D: L'efficacia di Ovugel cambia se viene applicato in modo troppo sottile o troppo spesso?

Il farmaco veterinario è progettato per un'applicazione coerente. Viene erogato utilizzando un applicatore multi-dose specializzato che rilascia una dose fissa di 2 mL. Questo metodo mira a garantire la coerenza nel volume e nella tecnica di applicazione.

Come deve essere conservato e smaltito Ovugel?

Requisiti di Conservazione e Smaltimento per Ovugel

Ovugel (triptorelin acetate gel), in quanto medicinale veterinario, deve essere conservato in condizioni controllate per garantirne la stabilità.


Conservazione e Stabilità Obbligatorie

Il prodotto deve essere mantenuto a temperatura di frigorifero, nello specifico tra 2°C e 8°C (36°F e 46°F). L'esposizione a temperature più calde è limitata a brevi periodi, come durante la spedizione. La stabilità del flacone è circoscritta: la porzione non utilizzata deve essere scartata dopo 28 giorni dalla prima perforazione del tappo. Il tappo può essere perforato un massimo di tre volte entro questo periodo.
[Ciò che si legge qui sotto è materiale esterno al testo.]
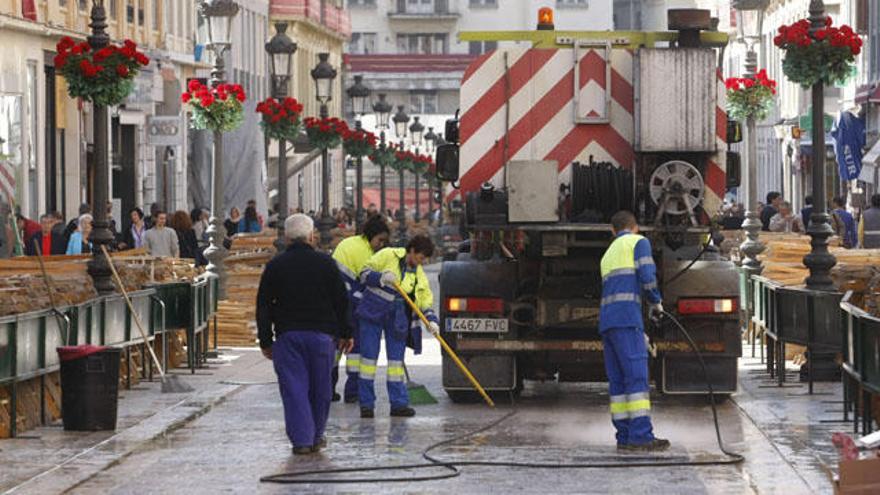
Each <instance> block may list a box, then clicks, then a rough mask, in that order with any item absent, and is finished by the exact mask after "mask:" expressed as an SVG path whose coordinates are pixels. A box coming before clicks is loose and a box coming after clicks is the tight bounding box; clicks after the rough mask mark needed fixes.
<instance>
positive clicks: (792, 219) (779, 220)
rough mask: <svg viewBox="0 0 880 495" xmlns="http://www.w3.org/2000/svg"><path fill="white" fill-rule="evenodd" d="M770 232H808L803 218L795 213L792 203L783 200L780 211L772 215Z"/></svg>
mask: <svg viewBox="0 0 880 495" xmlns="http://www.w3.org/2000/svg"><path fill="white" fill-rule="evenodd" d="M770 232H788V233H797V234H803V233H805V232H806V229H804V224H803V223H801V218H800V216H798V215H795V214H794V212H793V211H792V209H791V203H789V202H788V201H783V202H781V203H779V209H778V213H776V214H774V215H773V216H772V217H770Z"/></svg>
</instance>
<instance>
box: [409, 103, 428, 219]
mask: <svg viewBox="0 0 880 495" xmlns="http://www.w3.org/2000/svg"><path fill="white" fill-rule="evenodd" d="M413 121H414V122H413V124H412V125H411V126H409V138H410V143H412V146H413V148H415V150H416V155H418V154H419V147H420V146H421V145H422V135H423V134H424V133H425V126H424V125H423V124H422V123H421V122H419V118H418V117H417V116H416V117H413ZM415 168H416V169H417V168H418V167H415ZM413 177H414V178H415V180H416V184H415V189H416V214H415V216H414V217H413V218H414V219H415V221H416V222H418V221H419V219H420V218H421V216H422V214H421V210H422V208H421V205H420V204H419V203H421V201H419V192H420V191H419V187H420V185H419V173H418V171H414V172H413Z"/></svg>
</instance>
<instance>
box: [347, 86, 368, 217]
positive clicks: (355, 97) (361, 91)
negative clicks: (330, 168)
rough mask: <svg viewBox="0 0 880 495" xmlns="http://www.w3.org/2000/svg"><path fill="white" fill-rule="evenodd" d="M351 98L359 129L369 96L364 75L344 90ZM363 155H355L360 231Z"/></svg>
mask: <svg viewBox="0 0 880 495" xmlns="http://www.w3.org/2000/svg"><path fill="white" fill-rule="evenodd" d="M346 92H347V93H348V96H349V98H351V108H352V112H353V113H354V118H355V122H354V126H355V129H357V130H361V128H362V126H361V118H362V117H363V116H364V114H366V113H367V100H369V98H370V88H368V87H367V86H366V85H365V84H364V76H361V75H357V76H354V85H352V86H351V87H350V88H348V90H347V91H346ZM363 165H364V159H363V157H360V156H359V157H357V162H356V166H357V185H356V186H357V190H356V191H355V201H356V202H357V206H356V207H355V215H354V221H355V229H356V231H358V232H359V231H360V229H361V225H363V223H364V175H363V168H364V167H363Z"/></svg>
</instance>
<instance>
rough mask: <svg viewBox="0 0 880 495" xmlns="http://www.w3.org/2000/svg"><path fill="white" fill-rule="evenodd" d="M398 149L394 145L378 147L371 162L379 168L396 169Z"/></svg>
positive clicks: (370, 154)
mask: <svg viewBox="0 0 880 495" xmlns="http://www.w3.org/2000/svg"><path fill="white" fill-rule="evenodd" d="M396 155H397V149H396V148H395V146H394V145H393V144H384V145H379V146H377V147H376V148H375V149H374V150H373V152H372V153H371V154H370V161H371V162H373V163H375V164H376V165H379V166H383V165H384V166H386V167H394V162H395V161H396V160H397V158H396Z"/></svg>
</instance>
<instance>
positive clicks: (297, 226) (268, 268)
mask: <svg viewBox="0 0 880 495" xmlns="http://www.w3.org/2000/svg"><path fill="white" fill-rule="evenodd" d="M284 235H285V237H287V240H288V241H289V242H290V245H289V246H288V247H287V249H286V250H285V251H284V252H283V253H281V254H279V255H278V256H276V257H275V258H273V259H272V260H271V261H269V263H267V264H266V269H265V270H263V274H262V276H261V277H260V287H259V289H258V292H257V330H258V333H259V339H260V348H261V350H262V351H263V355H265V356H266V358H268V359H271V360H272V363H273V365H274V367H275V373H276V374H277V375H278V387H279V389H280V391H281V400H282V403H283V405H284V423H285V427H286V430H287V437H288V438H289V439H290V442H291V444H293V453H294V454H309V453H313V452H317V451H318V450H320V449H321V448H322V447H324V446H325V445H326V440H325V439H324V427H325V426H326V424H327V416H328V414H329V412H330V398H331V397H330V373H331V368H332V367H333V360H334V356H335V351H336V349H337V348H338V349H339V350H341V351H343V352H349V351H350V350H351V348H352V346H353V345H354V342H353V341H352V338H351V326H350V318H351V314H350V312H349V301H348V294H347V292H346V290H345V282H343V280H342V276H341V275H340V274H339V269H338V268H337V266H336V263H335V262H334V261H333V259H332V258H330V257H329V256H327V255H326V254H323V253H320V252H318V251H316V250H315V249H314V246H315V241H316V239H315V224H314V222H313V221H312V219H311V218H309V217H307V216H305V215H302V214H295V215H291V216H289V217H288V218H287V219H286V220H285V222H284ZM334 341H337V342H338V344H334Z"/></svg>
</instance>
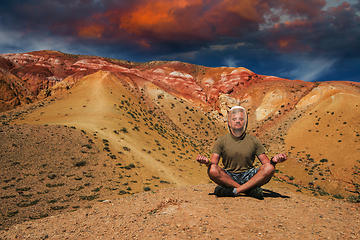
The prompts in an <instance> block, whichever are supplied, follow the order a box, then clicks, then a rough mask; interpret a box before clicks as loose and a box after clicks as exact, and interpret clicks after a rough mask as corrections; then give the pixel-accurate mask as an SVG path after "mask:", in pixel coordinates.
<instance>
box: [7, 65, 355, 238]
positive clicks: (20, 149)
mask: <svg viewBox="0 0 360 240" xmlns="http://www.w3.org/2000/svg"><path fill="white" fill-rule="evenodd" d="M157 64H160V63H157ZM167 64H168V65H166V66H163V67H162V68H161V66H160V65H156V66H160V67H159V68H156V69H155V70H154V69H152V68H151V67H153V66H151V64H150V65H149V66H148V67H147V68H143V69H140V70H134V69H125V68H121V69H124V73H117V74H114V73H113V72H111V71H95V70H94V69H92V72H90V73H91V74H88V75H86V72H85V73H82V74H83V75H86V76H84V77H82V78H81V79H78V80H77V81H76V83H74V82H73V84H74V85H73V86H72V87H71V88H61V86H57V85H55V86H54V87H53V88H52V90H51V91H55V89H56V91H55V92H56V94H55V93H54V94H53V95H49V96H47V97H44V96H43V93H42V92H40V94H39V95H38V96H42V97H41V98H39V99H38V100H36V101H33V102H32V103H26V104H22V105H20V106H18V107H16V108H15V109H12V110H9V111H4V112H2V113H1V115H0V121H1V125H0V164H1V169H2V171H1V172H0V187H1V193H0V197H1V198H0V204H1V205H0V212H1V213H0V231H1V232H0V238H1V239H46V238H51V239H93V238H100V239H131V238H132V239H148V238H153V239H168V238H174V239H203V238H209V239H290V238H292V239H357V238H359V236H360V232H359V229H358V225H359V221H360V220H359V219H360V217H359V202H360V187H359V186H360V185H359V174H360V171H359V169H360V158H359V156H360V154H359V153H360V148H359V142H360V133H359V132H360V129H359V128H360V122H359V120H358V119H360V111H359V106H360V97H359V96H360V94H359V91H360V90H359V89H360V88H359V87H358V86H354V85H353V84H346V83H345V84H343V83H336V82H325V83H321V84H309V83H306V84H305V83H303V82H297V81H281V82H280V81H279V80H278V79H276V80H271V81H270V80H269V81H263V82H261V81H262V80H263V78H262V77H261V76H257V80H256V81H259V82H257V84H254V85H253V84H252V82H249V81H247V82H246V84H248V85H249V86H248V87H247V88H244V89H243V90H241V89H240V88H239V89H240V90H239V89H236V87H239V86H238V85H236V82H237V81H238V80H236V81H235V80H233V79H232V78H231V77H232V76H233V75H232V73H234V72H235V73H236V71H238V73H239V74H240V72H241V74H245V73H246V74H247V72H248V71H245V70H243V69H239V70H233V69H225V70H224V69H222V68H221V69H220V68H219V69H211V71H222V72H216V74H217V75H218V76H220V75H221V74H223V75H224V76H230V77H229V80H228V81H222V82H221V81H219V82H220V83H221V84H223V85H221V84H220V86H219V85H216V84H215V83H212V84H213V86H215V88H213V90H209V89H207V88H210V87H209V86H210V85H209V82H211V81H210V80H209V78H208V77H209V76H210V75H211V74H210V73H209V72H206V71H205V70H206V69H205V68H201V69H202V70H201V71H204V72H202V73H201V74H204V75H203V76H206V78H205V77H204V78H203V79H200V80H199V81H200V82H201V81H203V82H205V83H202V82H201V84H203V86H205V87H204V89H203V90H204V91H205V90H206V89H207V90H206V91H208V92H211V91H213V92H212V93H211V94H213V95H211V94H210V93H209V95H208V97H209V98H208V99H207V100H209V101H210V102H211V101H214V102H215V100H216V99H218V100H216V101H218V102H216V104H219V106H218V107H215V108H217V110H216V111H212V112H211V114H210V113H209V112H207V111H208V110H206V109H208V108H209V106H206V107H205V106H204V105H202V104H204V103H202V102H201V101H200V100H199V99H202V98H199V97H198V96H203V95H204V92H202V91H203V90H199V91H198V92H197V93H198V94H199V95H196V94H195V95H194V94H193V95H191V94H192V93H191V92H188V93H187V92H186V91H185V90H183V89H187V88H186V87H188V86H190V85H191V84H193V85H194V86H195V85H196V84H197V82H196V81H197V80H196V81H193V82H190V81H189V79H188V78H187V77H189V76H188V75H189V74H190V73H191V72H188V73H186V72H185V70H186V66H187V65H186V64H181V63H167ZM71 66H73V65H71ZM71 66H69V68H71ZM86 66H88V65H86V64H85V63H84V62H83V65H82V67H86ZM174 66H175V67H179V66H181V67H182V68H181V69H180V70H179V69H177V70H176V71H175V70H174V69H173V68H174ZM20 68H21V66H20ZM148 69H150V70H148ZM204 69H205V70H204ZM131 71H132V72H134V73H131ZM146 71H148V72H146ZM179 71H184V73H182V72H179ZM186 71H187V70H186ZM224 71H225V72H224ZM175 73H176V74H175ZM6 74H9V73H6ZM131 74H133V75H131ZM161 74H163V75H164V74H168V76H167V77H166V76H165V77H164V76H163V75H161ZM174 74H175V75H176V76H175V75H174ZM187 74H188V75H187ZM197 74H200V72H199V73H197ZM207 74H210V75H209V76H208V75H207ZM216 74H215V75H216ZM213 75H214V74H213ZM145 76H148V77H149V79H150V78H151V81H150V80H149V81H148V80H147V79H145ZM174 76H175V77H174ZM156 77H157V78H156ZM14 78H15V77H14ZM69 78H70V80H69V79H68V80H67V81H68V82H71V81H72V80H74V79H72V77H71V76H70V77H69ZM153 78H154V79H153ZM29 79H30V78H29ZM29 79H27V81H29V82H31V81H32V80H31V79H30V80H29ZM249 79H250V78H249ZM249 79H248V80H249ZM17 81H18V83H19V84H20V83H21V84H23V83H22V82H21V80H20V79H17ZM162 81H164V82H162ZM64 83H66V80H64V81H63V82H60V85H61V84H63V85H64ZM180 83H181V84H185V85H186V84H188V85H186V87H185V88H181V87H179V88H176V87H173V86H172V85H176V84H180ZM190 83H191V84H190ZM195 83H196V84H195ZM243 83H244V82H243ZM21 84H20V85H21ZM156 84H157V85H156ZM201 84H200V85H201ZM231 84H234V86H235V87H234V89H235V90H236V91H234V92H231V91H233V90H234V89H228V90H227V88H229V87H230V86H231ZM244 84H245V83H244ZM200 85H199V86H200ZM9 86H10V85H9ZM11 86H13V85H11ZM14 86H15V85H14ZM24 86H25V85H23V87H24ZM64 86H65V85H64ZM181 86H182V85H181ZM195 88H196V89H198V88H199V87H198V85H196V87H195ZM9 89H10V87H9ZM177 89H182V90H181V91H183V92H177ZM214 89H215V90H214ZM223 89H225V90H227V91H229V94H220V93H219V92H217V91H220V90H221V91H222V90H223ZM46 90H49V89H46ZM189 91H190V90H189ZM182 94H183V95H182ZM217 94H219V96H218V95H217ZM237 99H239V101H238V100H237ZM240 100H241V101H240ZM199 102H200V103H199ZM233 104H241V105H243V106H245V107H246V108H247V109H248V110H249V116H250V118H249V127H248V132H249V133H250V134H253V135H255V136H257V137H259V139H260V140H261V141H262V142H263V144H264V146H265V149H266V154H267V155H268V156H269V157H271V156H274V155H275V154H277V153H281V152H284V153H286V154H287V156H288V160H287V161H286V162H284V163H283V164H281V165H278V166H277V171H276V173H275V175H274V177H273V179H272V180H271V181H270V182H269V183H268V184H266V185H265V186H264V187H263V188H264V192H265V199H264V200H262V201H260V200H257V199H254V198H250V197H247V196H239V197H236V198H217V197H215V196H214V195H212V192H213V189H214V187H215V185H214V184H213V183H212V182H211V181H210V180H209V178H208V177H207V174H206V167H205V166H201V165H199V164H198V163H197V162H196V160H195V159H196V155H197V154H204V155H207V156H210V154H211V147H212V144H213V142H214V141H215V139H216V138H217V137H218V136H220V135H222V134H225V133H227V130H226V128H225V125H224V124H223V122H221V118H222V116H225V115H224V113H223V112H226V109H228V108H229V107H231V105H233ZM258 165H259V162H256V166H258Z"/></svg>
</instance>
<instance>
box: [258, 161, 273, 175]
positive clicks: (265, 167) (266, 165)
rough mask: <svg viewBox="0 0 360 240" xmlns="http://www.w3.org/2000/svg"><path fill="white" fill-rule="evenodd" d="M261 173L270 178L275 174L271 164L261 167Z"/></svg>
mask: <svg viewBox="0 0 360 240" xmlns="http://www.w3.org/2000/svg"><path fill="white" fill-rule="evenodd" d="M261 167H262V169H261V170H262V171H263V174H265V175H266V176H269V177H272V176H273V175H274V173H275V167H274V166H273V165H272V164H265V165H262V166H261Z"/></svg>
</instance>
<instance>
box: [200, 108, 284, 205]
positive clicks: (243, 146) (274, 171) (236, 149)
mask: <svg viewBox="0 0 360 240" xmlns="http://www.w3.org/2000/svg"><path fill="white" fill-rule="evenodd" d="M247 120H248V118H247V112H246V110H245V108H243V107H240V106H236V107H233V108H231V109H230V111H229V113H228V129H229V132H230V133H229V134H226V135H224V136H221V137H219V138H218V139H217V140H216V142H215V144H214V147H213V151H212V152H213V154H212V156H211V158H210V160H209V159H208V158H207V157H205V156H202V155H198V156H197V158H196V160H197V161H198V162H199V163H202V164H206V165H208V175H209V177H210V179H211V180H213V181H214V182H215V183H216V184H218V185H219V186H217V187H216V188H215V190H214V194H215V195H216V196H218V197H235V196H237V195H239V194H240V193H245V194H247V195H249V196H252V197H255V198H258V199H263V191H262V189H261V188H260V186H262V185H264V184H266V183H267V182H269V181H270V179H271V177H272V176H273V175H274V172H275V165H276V164H277V163H280V162H283V161H285V160H286V159H287V157H286V155H285V154H278V155H276V156H275V157H273V158H272V159H271V160H269V159H268V157H267V156H266V154H265V148H264V146H263V145H262V144H261V142H260V140H259V139H258V138H256V137H254V136H252V135H250V134H247V133H246V132H245V131H246V128H247ZM255 156H257V158H258V159H259V161H260V162H261V164H262V165H261V166H260V167H259V168H254V165H253V164H254V161H255ZM220 158H222V163H223V165H224V168H221V167H219V165H218V163H219V160H220Z"/></svg>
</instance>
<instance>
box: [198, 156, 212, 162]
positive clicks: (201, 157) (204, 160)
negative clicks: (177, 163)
mask: <svg viewBox="0 0 360 240" xmlns="http://www.w3.org/2000/svg"><path fill="white" fill-rule="evenodd" d="M196 161H198V162H199V163H201V164H208V163H209V162H210V161H209V159H208V158H207V157H205V156H203V155H197V157H196Z"/></svg>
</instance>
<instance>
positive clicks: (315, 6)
mask: <svg viewBox="0 0 360 240" xmlns="http://www.w3.org/2000/svg"><path fill="white" fill-rule="evenodd" d="M50 49H51V50H57V51H61V52H66V53H72V54H86V55H96V56H102V57H112V58H117V59H122V60H129V61H137V62H147V61H153V60H178V61H184V62H189V63H194V64H198V65H203V66H209V67H220V66H228V67H246V68H248V69H250V70H252V71H253V72H255V73H257V74H263V75H273V76H279V77H283V78H289V79H301V80H304V81H328V80H346V81H358V82H360V70H359V69H360V0H346V1H343V0H301V1H300V0H131V1H130V0H23V1H21V0H11V1H1V2H0V53H23V52H30V51H35V50H50Z"/></svg>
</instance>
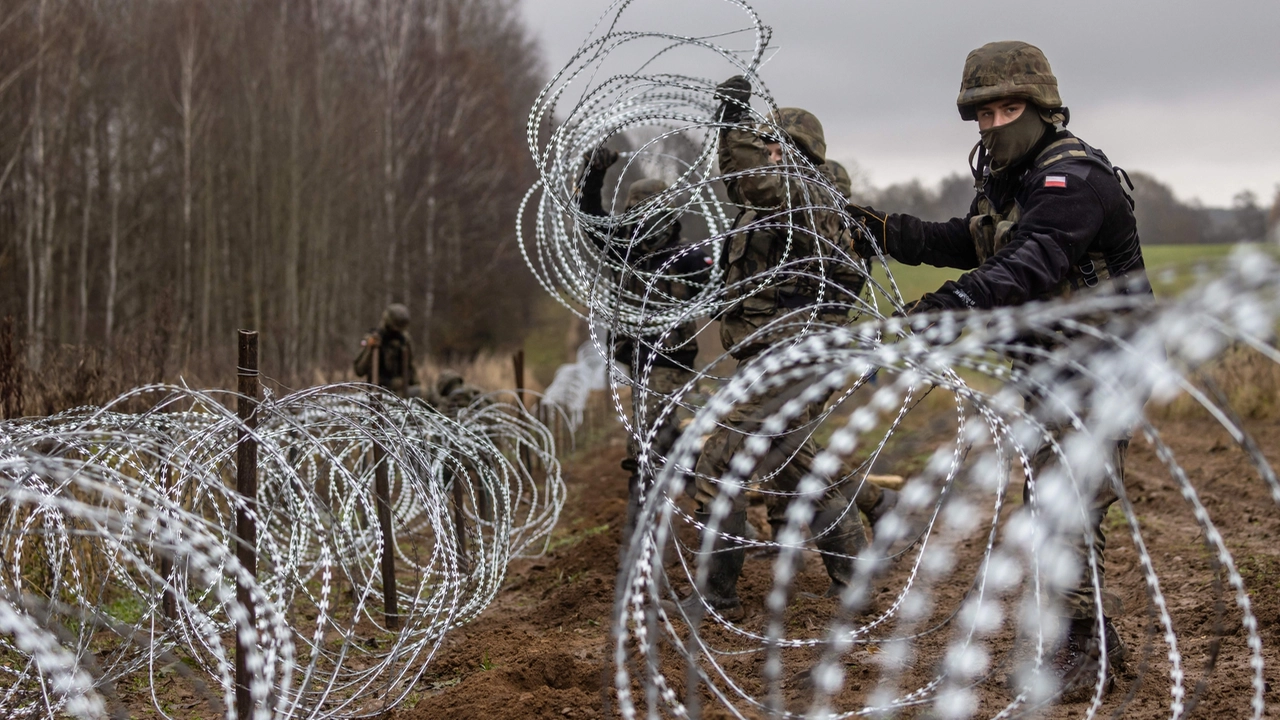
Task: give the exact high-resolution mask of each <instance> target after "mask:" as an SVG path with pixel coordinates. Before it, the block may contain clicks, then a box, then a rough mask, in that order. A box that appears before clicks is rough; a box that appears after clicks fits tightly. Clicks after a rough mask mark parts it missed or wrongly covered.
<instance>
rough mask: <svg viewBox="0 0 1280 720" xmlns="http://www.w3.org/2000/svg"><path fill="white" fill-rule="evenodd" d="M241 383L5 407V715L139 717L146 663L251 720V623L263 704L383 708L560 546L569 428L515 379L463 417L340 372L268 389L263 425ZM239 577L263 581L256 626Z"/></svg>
mask: <svg viewBox="0 0 1280 720" xmlns="http://www.w3.org/2000/svg"><path fill="white" fill-rule="evenodd" d="M233 398H234V396H233V395H229V393H215V392H198V391H192V389H188V388H183V387H173V386H152V387H145V388H140V389H136V391H132V392H129V393H127V395H124V396H122V397H119V398H116V400H115V401H114V402H111V404H109V405H108V406H105V407H100V409H99V407H91V409H81V410H73V411H68V413H63V414H59V415H54V416H50V418H41V419H27V420H9V421H4V423H0V493H3V495H0V497H3V502H0V524H3V533H0V543H3V544H4V552H3V556H4V557H5V562H4V565H3V568H0V652H4V653H5V655H6V656H8V657H6V662H5V664H4V670H0V673H4V674H5V675H8V678H6V679H5V683H4V684H5V687H6V689H5V691H4V693H3V694H0V712H3V714H5V715H6V716H14V717H22V716H35V717H41V716H42V717H54V716H63V715H72V716H79V717H102V716H111V715H114V716H128V715H129V708H128V707H125V706H124V705H123V701H122V698H120V694H122V689H120V684H122V683H125V682H136V680H133V679H134V678H138V676H143V678H146V683H145V684H143V685H142V687H145V688H150V698H151V702H152V705H154V707H155V710H156V711H157V712H159V714H160V715H163V716H166V717H182V716H187V715H188V712H187V711H186V710H183V708H178V707H173V706H172V705H170V703H172V702H173V701H172V696H169V694H165V696H164V697H161V694H163V693H160V692H159V691H157V689H156V688H160V687H164V685H166V684H173V683H178V684H182V685H184V689H186V693H187V696H189V697H192V702H193V703H195V702H200V703H206V705H209V706H210V707H212V708H214V711H215V712H218V714H219V715H225V716H227V717H234V702H233V694H234V682H233V679H232V675H230V666H229V664H228V656H230V655H232V650H229V648H228V646H234V637H236V633H237V632H238V633H239V634H241V635H246V634H247V635H248V643H247V644H248V647H251V648H256V650H255V651H253V652H252V653H251V656H250V657H248V659H247V662H248V667H250V669H252V670H253V680H252V685H251V692H252V694H253V697H255V700H256V707H257V711H256V714H255V716H256V717H296V716H307V717H361V716H371V715H376V714H379V712H383V711H385V710H387V708H388V707H393V706H396V705H397V703H398V702H401V701H402V700H403V698H404V697H406V696H407V693H408V692H411V689H412V687H413V684H415V682H416V680H417V679H419V678H420V676H421V675H422V673H424V671H425V670H426V667H428V666H429V664H430V660H431V657H433V656H434V655H435V652H436V651H438V650H439V647H440V642H442V639H443V638H444V635H445V634H447V633H448V632H449V630H451V629H452V628H456V626H458V625H462V624H465V623H467V621H470V620H471V619H474V618H475V616H476V615H479V614H480V611H483V610H484V607H486V606H488V605H489V602H490V601H492V600H493V597H494V596H495V594H497V592H498V589H499V587H500V584H502V582H503V578H504V574H506V569H507V565H508V562H509V561H511V559H512V557H516V556H520V555H531V553H532V555H536V553H539V552H540V551H541V547H543V544H544V543H545V539H547V538H548V537H549V533H550V530H552V528H553V527H554V524H556V520H557V518H558V515H559V511H561V507H562V506H563V501H564V486H563V480H562V478H561V474H559V466H558V462H557V459H556V450H554V446H553V443H552V437H550V433H549V430H548V429H547V428H545V427H544V425H543V424H540V423H539V421H536V420H535V419H534V418H532V416H531V415H529V414H527V413H526V411H525V410H524V409H522V406H521V405H520V404H518V402H515V401H512V398H511V397H508V398H503V397H502V396H500V395H494V396H486V397H483V398H480V400H477V401H476V402H474V404H472V405H470V406H467V407H463V409H461V410H458V411H457V413H456V414H451V415H449V416H445V415H443V414H440V413H438V411H435V410H434V409H431V407H430V406H428V405H425V404H422V402H420V401H416V400H402V398H398V397H396V396H393V395H390V393H387V392H385V391H381V389H378V388H372V387H371V386H326V387H319V388H311V389H307V391H301V392H294V393H291V395H285V396H283V397H271V396H269V397H268V398H266V400H264V401H262V402H261V404H260V405H259V406H257V410H256V427H252V428H250V427H246V425H244V424H243V423H242V421H241V420H239V419H238V418H237V416H236V414H234V413H232V411H229V410H228V409H227V406H225V404H224V401H230V400H233ZM503 400H507V401H503ZM131 405H143V406H146V407H148V410H146V411H142V413H125V411H123V409H124V407H127V406H131ZM241 432H247V433H248V434H250V436H251V437H252V438H253V439H256V442H257V443H259V448H260V450H259V452H260V455H259V457H260V460H259V493H257V498H256V505H252V506H250V507H248V511H250V514H251V516H252V518H253V521H255V524H256V528H257V546H256V551H257V565H259V566H257V573H256V574H253V573H250V571H247V570H246V569H244V568H243V566H241V565H239V562H237V560H236V553H234V547H236V544H234V543H236V539H234V538H236V537H237V536H236V519H234V518H236V511H237V509H238V507H239V506H241V505H242V500H241V498H239V496H238V495H237V493H236V492H234V491H233V487H234V484H233V483H232V482H230V478H232V477H233V473H234V459H236V451H237V446H238V442H237V437H238V434H239V433H241ZM375 443H376V445H378V446H379V447H380V448H381V456H383V462H384V464H385V469H387V475H388V478H389V480H390V488H392V492H390V497H392V509H390V512H392V525H393V528H394V552H396V560H397V568H398V569H397V574H396V588H394V592H396V594H397V597H398V616H397V618H398V621H399V623H398V624H399V626H398V628H396V626H388V623H387V619H385V618H384V615H383V605H381V597H383V591H384V587H383V577H381V574H380V566H381V552H383V551H381V541H380V538H381V529H380V525H379V521H378V512H376V507H375V500H374V495H372V491H371V488H372V478H374V474H375V462H374V461H372V457H374V452H372V450H374V446H375ZM521 455H524V456H525V457H529V459H531V460H530V462H529V465H525V464H524V462H522V461H521V460H520V457H521ZM530 466H534V468H536V469H538V470H536V471H532V470H530ZM237 582H239V583H243V584H246V585H247V587H248V588H251V592H252V605H253V607H255V609H256V619H255V621H253V624H251V625H246V623H247V619H248V610H247V609H246V607H244V606H243V605H242V603H241V602H239V601H238V600H237V596H236V584H237ZM237 628H238V630H237ZM141 694H146V693H141Z"/></svg>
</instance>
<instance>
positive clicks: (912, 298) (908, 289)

Manipolazione e Protezione

Prima della somministrazione, il gel deve essere lasciato riscaldare a temperatura ambiente per un minimo di 10 minuti e deve essere utilizzato entro un'ora dal riscaldamento. Il prodotto deve essere conservato Fuori dalla portata dei bambini.

Smaltimento

Le istruzioni regolatorie ufficiali vietano lo smaltimento di Ovugel non utilizzato o scaduto attraverso le acque reflue o i rifiuti domestici. Lo smaltimento deve avvenire utilizzando gli appositi programmi di ritiro stabiliti o i sistemi di raccolta nazionali per i medicinali veterinari.

Attenzione! Consultare sempre un medico o un farmacista prima di utilizzare pillole o medicinali.